See previous post, The GraceFaithWorks Sandwich, if you like to take the second bite after the first. Long after!
I’m really not sure how to explain what I believe on the subject of salvation by grace, faith and/or works because I’m not sure that my language supports it. English is a very rational language, and speaks very easily of things logical and of things that are oppositional and therefore mutually exclusive because one is true and the other is false.
Maybe that’s because the cultures which speak it tend to think that way.
But the way scripture speaks on the subject puts the lie to salvation by grace through faith being totally oppositional to salvation through works.
My previous post, linked above, insists that it takes all three. That they are all integral to the process. That salvation is a process, rather than a one-time event. That faith without works is dead.
I alternate between two ways of looking at that perception:
- That salvation is a binary thing: the here-and-now and the hereafter; what we do here-and-now is integral to our salvation in this life by giving us purpose and serving God and testifying daily to our faith; what Jesus has done on the cross and in exiting from the tomb is irreplaceable to our salvation in the next life.
- That whatever a Christian does in this life is really not his or her own work, but God’s work through her or him. It is no longer we who live, but Christ in us. He created us for good works. We’re partners in the good works He does through us. He gives us the eyes to see them and the ears to hear of the need for them. He gives us the bodies, hands and feet to accomplish them. They become His hands, His feet. He gives us the energy and time with which to do them. He gives us His own example to show us how and why. He gives us His own Spirit to empower us to do those good works. If we don’t do them, we don’t really believe. If we know to do good and don’t do it, it’s sin to us. And if others judge our gospel by the way we live it or don’t, by whether we do it or not – why should God judge us any differently?
I don’t know which, if either way at looking at the subject is correct, or better, or even if they are mutually exclusive.
But I remain convinced that my old aphorism is still true: “Faith becomes fact when we act.”
No, not real fact; not fact that you can put in an encyclopedia. But functional fact. Something you believe so strongly that you act upon it as if it were true, every time, all the time.
Do you remember that great moment in Indiana Jones and the Last Crusade when Indy has his instructions to cross a nearly-bottomless underground chasm on faith in order to reach the chamber where the holy grail resides? He steps out in the darkness, as instructed, unable to see the invisible stone bridge – camouflaged to look like the chasm! – until his foot rests on its solidity. Then, as he moves forward, his perspective changes; he can see it as clearly as can be.
Faith is still faith. It does not literally become fact.
But it does save us, like stone under our feet, to get us where we need to go in this life and the next.

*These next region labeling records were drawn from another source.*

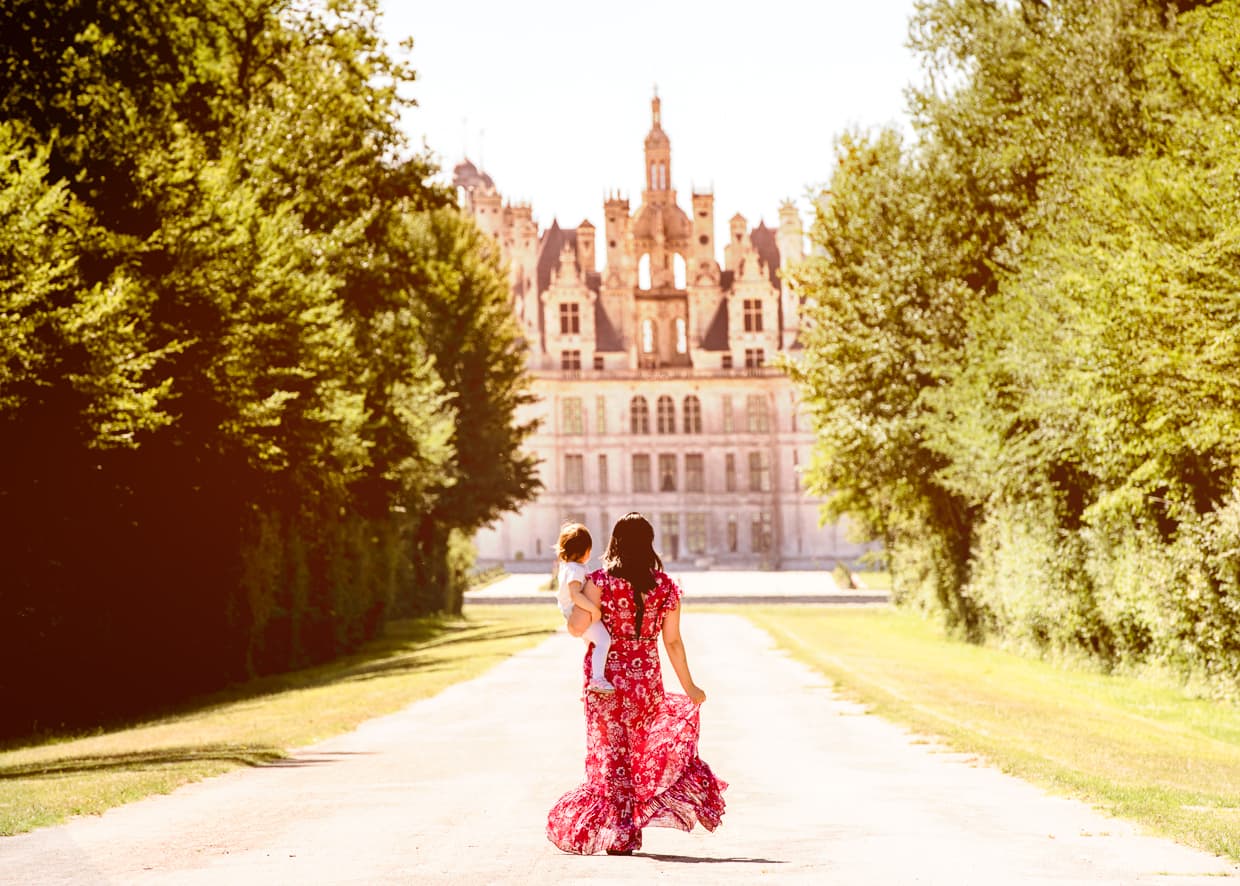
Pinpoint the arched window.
[641,317,655,353]
[745,394,770,434]
[656,394,676,434]
[684,394,702,434]
[629,397,650,434]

If we’re willing to act on it.
Okay, that’s a big chunk to bite off and chew – expressed in as few words as I could write.
What do you think?
Next in this series: The GraceFaithWorks Sandwich – A Third Bite.
Keith, I first read this at about 5:00 this evening, so I didn’t quite have time to grasp what you were saying. But I’ve come back to stare at it a little while longer, so now I’ll take a stab at answering what I think about it: >>I’m not sure those two ways are mutually exclusive. The second part, to me, seems to be a more detailed description of the “here-and-now” mentioned in the first part…that is, it’s a detailed description of how He empowers us to accomplish the task of living out our faith on a daily basis. You so eloquently described how everything we do in our faith is through Him. >>But I’m also not even sure salvation is a binary thing. You speak of it as two separate things: salvation in this life and salvation in the next. Rather, I tend to think of it all as one BIG process. I believe that we were created to be like Him, so as we live out our faith on a daily basis, through His power, we are transformed into His likeness, so that we can be with Him forever.>>The best way I can think of to describe it is an idea that I think I read somewhere, but I don’t recall where; the idea that when Jesus tells us to be perfect, He is not speaking in hyperbole. Rather, He will make us perfect.>>That encompasses salvation for me.
Keith, this is something that has become confusing in the church of Christ only in recent years. There will be no one saved except through the grace of God. admittedly the church needed changes, a change of attitude and a change in some of their requirements, lighten up a little. but, they have gone entirely to far when they say grace alone saves you. Let me state once again no one will be saved except through the grace of God. That grace has already been shown to the world, that grace given in the person of God’s Son was a chance not a pardon. Jn:3:16: For God so loved the world, that he gave his only begotten Son, that whosoever believeth in him should not perish, but have everlasting life. We have a part to play in the new covenant, a contract is voided when one or the other of the parties breaks that contract. No one will see the father except through the Son. Christ drew the map on how to get home, but we will have to travel the road. This new salvation by Grace alone is the result of a new God, a God not taken from the bible but formed in the mind of men. It is much easier to conform God to our life than for us to conform to his. Fear God’s wrath Mt:6:15: But if ye forgive not men their trespasses, neither will your Father forgive your trespasses. >Does this tell you we have a part to play? God is a vengeful God. God is a jealous God.